I think you are confused about motor "rating" or as I call it---the nameplate game. At face value, your post seems confusing and one would just tell you to choose the appropriate gear ratio to run the motor at your desired RPM for the required vehicle speed (km/h). So I hope I am addressing your question.

Electric motors are rated for a specific condition, meaning at a particular RPM, torque, voltage for a specified time with certain ambient conditions and thermal management (cooling). The makers of the motors then can assure that their products conform and users will know what to expect, exactly. This information often times gets abbreviated and stamped on the nameplate.
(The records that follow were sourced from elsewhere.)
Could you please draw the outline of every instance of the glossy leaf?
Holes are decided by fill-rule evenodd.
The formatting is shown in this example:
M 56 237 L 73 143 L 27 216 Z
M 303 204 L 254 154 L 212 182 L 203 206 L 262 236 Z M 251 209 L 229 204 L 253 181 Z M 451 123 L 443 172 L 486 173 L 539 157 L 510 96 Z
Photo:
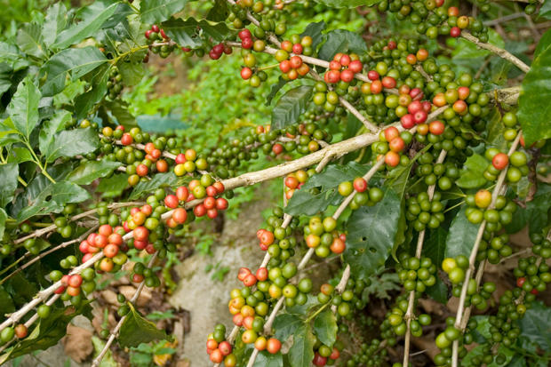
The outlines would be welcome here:
M 276 331 L 276 338 L 284 342 L 290 336 L 294 334 L 296 330 L 304 323 L 304 320 L 296 315 L 281 314 L 276 316 L 273 329 Z
M 61 156 L 92 153 L 98 148 L 100 139 L 93 129 L 63 130 L 54 135 L 53 141 L 43 154 L 47 162 L 53 162 Z
M 67 176 L 67 180 L 77 185 L 89 185 L 96 179 L 105 177 L 118 167 L 120 162 L 110 162 L 105 159 L 101 161 L 88 161 L 81 164 L 71 173 Z
M 518 98 L 518 119 L 526 147 L 541 139 L 551 138 L 551 42 L 547 37 L 524 79 Z
M 130 195 L 130 200 L 134 200 L 141 197 L 147 193 L 150 193 L 156 188 L 164 187 L 166 186 L 173 186 L 178 182 L 178 177 L 174 172 L 157 173 L 153 179 L 148 181 L 140 181 L 134 187 L 132 193 Z
M 301 85 L 287 91 L 272 110 L 271 128 L 283 129 L 299 121 L 310 102 L 312 89 L 311 85 Z
M 38 135 L 38 147 L 44 155 L 47 155 L 46 152 L 53 149 L 55 134 L 63 130 L 69 121 L 71 121 L 71 113 L 60 110 L 43 124 Z
M 46 11 L 46 19 L 42 26 L 42 36 L 46 45 L 55 42 L 56 37 L 67 25 L 67 8 L 63 3 L 55 3 Z
M 475 245 L 476 233 L 480 225 L 468 221 L 465 215 L 466 205 L 458 211 L 450 227 L 450 232 L 446 238 L 446 250 L 444 258 L 455 258 L 458 255 L 465 255 L 468 258 Z M 440 264 L 436 264 L 439 266 Z
M 329 205 L 338 205 L 344 199 L 337 190 L 344 180 L 363 176 L 371 167 L 350 162 L 346 165 L 331 164 L 325 171 L 315 174 L 299 190 L 295 190 L 285 207 L 291 215 L 313 215 Z
M 310 325 L 303 324 L 293 334 L 292 347 L 289 349 L 289 363 L 291 367 L 310 367 L 314 359 L 314 343 Z
M 374 206 L 362 206 L 352 212 L 347 222 L 344 259 L 353 275 L 365 279 L 384 265 L 395 243 L 400 211 L 400 199 L 387 190 Z
M 319 340 L 329 347 L 331 347 L 337 340 L 337 317 L 328 308 L 315 316 L 314 320 L 314 331 Z
M 363 38 L 357 33 L 345 29 L 335 29 L 327 33 L 327 41 L 318 52 L 319 58 L 330 60 L 338 52 L 355 52 L 363 54 L 367 52 L 367 45 Z
M 23 52 L 36 58 L 44 58 L 42 28 L 36 23 L 23 25 L 17 32 L 17 44 Z
M 97 47 L 62 50 L 42 67 L 41 71 L 46 74 L 42 92 L 44 96 L 57 94 L 65 88 L 68 73 L 75 80 L 106 62 L 108 60 Z
M 140 4 L 140 15 L 144 23 L 156 24 L 182 11 L 186 4 L 188 0 L 148 0 Z
M 35 215 L 60 212 L 68 203 L 81 203 L 90 198 L 88 191 L 68 181 L 52 184 L 31 200 L 17 215 L 20 223 Z
M 462 188 L 478 188 L 487 181 L 483 176 L 489 162 L 477 154 L 474 154 L 465 162 L 461 174 L 456 181 L 457 186 Z
M 164 331 L 156 328 L 138 312 L 132 303 L 127 303 L 130 312 L 119 331 L 118 342 L 123 347 L 138 347 L 141 343 L 169 339 Z
M 14 128 L 26 138 L 30 136 L 31 132 L 40 121 L 39 102 L 40 91 L 33 83 L 32 77 L 28 76 L 17 86 L 17 92 L 8 106 L 8 114 L 10 114 Z
M 259 353 L 253 367 L 283 367 L 283 355 L 281 352 L 275 355 L 264 350 Z
M 0 164 L 0 206 L 5 207 L 13 199 L 19 172 L 17 164 Z
M 323 34 L 322 33 L 327 28 L 327 24 L 323 20 L 317 23 L 310 23 L 306 26 L 304 32 L 300 34 L 301 37 L 309 36 L 312 37 L 312 50 L 315 50 L 317 45 L 323 40 Z
M 149 1 L 144 3 L 150 3 Z M 115 14 L 118 2 L 96 1 L 81 11 L 82 20 L 60 32 L 55 39 L 52 48 L 63 49 L 92 36 L 101 26 Z

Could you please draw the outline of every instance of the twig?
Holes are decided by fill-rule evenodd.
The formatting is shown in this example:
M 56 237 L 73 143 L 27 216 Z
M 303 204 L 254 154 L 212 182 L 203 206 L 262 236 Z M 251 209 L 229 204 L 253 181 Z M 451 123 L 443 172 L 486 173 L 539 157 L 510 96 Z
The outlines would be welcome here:
M 524 73 L 528 73 L 528 70 L 530 70 L 530 67 L 528 65 L 524 64 L 520 59 L 518 59 L 516 56 L 513 55 L 511 52 L 509 52 L 507 50 L 494 46 L 491 44 L 486 44 L 484 42 L 481 42 L 477 37 L 475 37 L 475 36 L 471 35 L 469 32 L 467 32 L 465 30 L 461 32 L 461 36 L 465 38 L 466 40 L 470 41 L 473 44 L 476 44 L 478 47 L 488 50 L 491 52 L 493 52 L 496 55 L 499 56 L 500 58 L 505 59 L 507 61 L 513 63 L 515 66 L 516 66 L 518 68 L 523 70 Z

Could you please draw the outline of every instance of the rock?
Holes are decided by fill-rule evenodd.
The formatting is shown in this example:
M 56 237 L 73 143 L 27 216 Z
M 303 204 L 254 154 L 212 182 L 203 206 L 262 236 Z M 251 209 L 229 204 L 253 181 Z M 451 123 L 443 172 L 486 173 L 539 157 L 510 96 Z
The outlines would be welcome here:
M 71 323 L 67 325 L 67 335 L 61 339 L 65 354 L 78 363 L 84 361 L 93 350 L 92 335 L 86 329 Z
M 256 230 L 262 225 L 260 211 L 266 206 L 266 201 L 248 203 L 237 220 L 226 221 L 220 242 L 211 247 L 212 257 L 196 253 L 175 267 L 180 281 L 169 302 L 191 312 L 191 330 L 186 335 L 183 356 L 193 367 L 207 365 L 204 343 L 216 323 L 224 323 L 228 334 L 231 331 L 229 291 L 243 287 L 236 276 L 239 267 L 244 266 L 255 271 L 262 261 L 264 252 L 259 250 Z M 205 272 L 208 266 L 217 268 L 217 265 L 218 269 L 229 268 L 222 282 L 212 279 L 214 269 Z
These figures are often called "nominal".

Electric motors routinely are capable of operation beyond these nominal ratings. For instance RPM can be higher, in your case 6000 max. This means that this motor can operate without damage and give acceptable life operating at 6000 RPM or below. However, this does not imply that the other "ratings" such as torque will apply when operated at other than nominal RPM (3200).

The same logic often applies to nominal torque. Motors can operate at "overload" torque which is greater than nominal torque, but for reduced time periods before rated temperature is reached.
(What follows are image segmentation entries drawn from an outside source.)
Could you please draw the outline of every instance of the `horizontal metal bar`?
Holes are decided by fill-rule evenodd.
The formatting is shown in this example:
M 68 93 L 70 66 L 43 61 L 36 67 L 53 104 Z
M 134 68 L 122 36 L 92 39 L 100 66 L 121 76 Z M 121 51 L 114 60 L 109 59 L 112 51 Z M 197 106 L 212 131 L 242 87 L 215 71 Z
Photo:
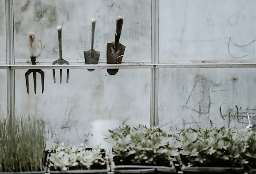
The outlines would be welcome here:
M 97 65 L 0 65 L 0 69 L 84 69 L 194 68 L 256 68 L 256 61 L 246 63 L 164 63 L 159 64 L 121 64 Z

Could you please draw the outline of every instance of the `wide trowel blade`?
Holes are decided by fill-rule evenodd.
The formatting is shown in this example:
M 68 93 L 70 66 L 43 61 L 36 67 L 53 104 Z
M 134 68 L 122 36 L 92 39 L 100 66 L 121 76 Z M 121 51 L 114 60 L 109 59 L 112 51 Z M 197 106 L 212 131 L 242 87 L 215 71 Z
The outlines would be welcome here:
M 83 52 L 86 64 L 97 64 L 99 62 L 100 52 L 97 51 L 93 49 Z M 92 71 L 95 69 L 87 69 L 89 71 Z
M 107 44 L 107 64 L 120 64 L 124 53 L 125 46 L 120 43 L 116 50 L 114 48 L 114 42 Z M 114 75 L 117 73 L 118 69 L 108 69 L 108 72 L 110 75 Z

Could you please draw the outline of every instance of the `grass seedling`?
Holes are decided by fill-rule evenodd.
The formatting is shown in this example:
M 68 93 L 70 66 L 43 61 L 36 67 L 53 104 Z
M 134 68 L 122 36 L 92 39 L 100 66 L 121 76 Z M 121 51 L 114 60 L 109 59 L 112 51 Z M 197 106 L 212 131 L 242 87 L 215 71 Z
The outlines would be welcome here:
M 40 121 L 0 121 L 0 172 L 44 170 L 46 146 Z

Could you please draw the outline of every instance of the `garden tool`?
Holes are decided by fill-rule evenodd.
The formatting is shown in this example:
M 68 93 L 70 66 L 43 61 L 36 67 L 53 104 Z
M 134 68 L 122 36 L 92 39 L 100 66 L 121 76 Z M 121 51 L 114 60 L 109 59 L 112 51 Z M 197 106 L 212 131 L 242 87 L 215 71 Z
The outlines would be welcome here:
M 35 53 L 36 47 L 35 43 L 35 34 L 32 32 L 29 33 L 29 49 L 30 52 L 30 59 L 32 62 L 32 65 L 36 65 Z M 37 92 L 37 72 L 41 74 L 41 80 L 42 85 L 42 93 L 44 92 L 44 83 L 45 73 L 42 69 L 29 69 L 25 73 L 26 78 L 26 84 L 27 86 L 27 92 L 29 94 L 29 75 L 33 73 L 33 77 L 34 79 L 34 91 L 35 94 Z
M 59 42 L 59 58 L 53 63 L 53 65 L 58 64 L 59 65 L 62 65 L 66 64 L 69 64 L 69 63 L 66 60 L 64 59 L 62 57 L 62 48 L 61 46 L 61 26 L 57 27 L 58 30 L 58 40 Z M 54 69 L 53 69 L 53 82 L 56 83 L 55 79 L 55 71 Z M 67 70 L 67 83 L 68 82 L 68 77 L 69 74 L 69 69 Z M 61 83 L 61 79 L 62 78 L 62 69 L 60 69 L 60 83 Z
M 84 51 L 83 54 L 86 64 L 97 64 L 99 58 L 100 52 L 97 51 L 93 49 L 93 43 L 94 42 L 94 32 L 95 30 L 95 19 L 91 19 L 91 50 Z M 95 69 L 87 69 L 89 71 L 92 71 Z
M 248 118 L 248 121 L 249 122 L 249 124 L 246 126 L 246 129 L 251 129 L 252 130 L 254 130 L 253 125 L 251 124 L 251 121 L 250 121 L 250 116 L 249 116 L 249 113 L 247 113 L 247 117 Z
M 125 46 L 119 42 L 121 35 L 124 19 L 119 16 L 116 18 L 116 26 L 115 40 L 113 42 L 107 44 L 107 64 L 121 64 L 124 53 Z M 108 69 L 108 74 L 114 75 L 118 71 L 118 69 Z

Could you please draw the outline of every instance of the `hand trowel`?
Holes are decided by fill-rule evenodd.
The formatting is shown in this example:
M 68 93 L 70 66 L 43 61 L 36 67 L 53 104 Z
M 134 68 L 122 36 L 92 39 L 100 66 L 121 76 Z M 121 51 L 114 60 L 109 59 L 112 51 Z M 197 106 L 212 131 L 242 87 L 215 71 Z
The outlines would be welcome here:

In your case, the motor is rated at 76 Nm (or lb.ft.---you don't say which units) at 3200 RPM. It is likely that it will operate perfectly well at 4500 RPM, but will not be able to put out 76 Nm for long without overheating. An increase from 3200 to 4500 RPM at the same torque would be 40% increase in power output. So at 4500 RPM, your motor may be able to run for long periods without overheating if the load torque is lower. A reasonable guess would be 40% lower torque so the power is the same. But----it is not a sure bet----check with the motor manufacturer to be sure.

I hope this addresses your question.

major


----------



## DiasAida (Aug 10, 2011)

Thank you so much for the information. It helped me a lot!


----------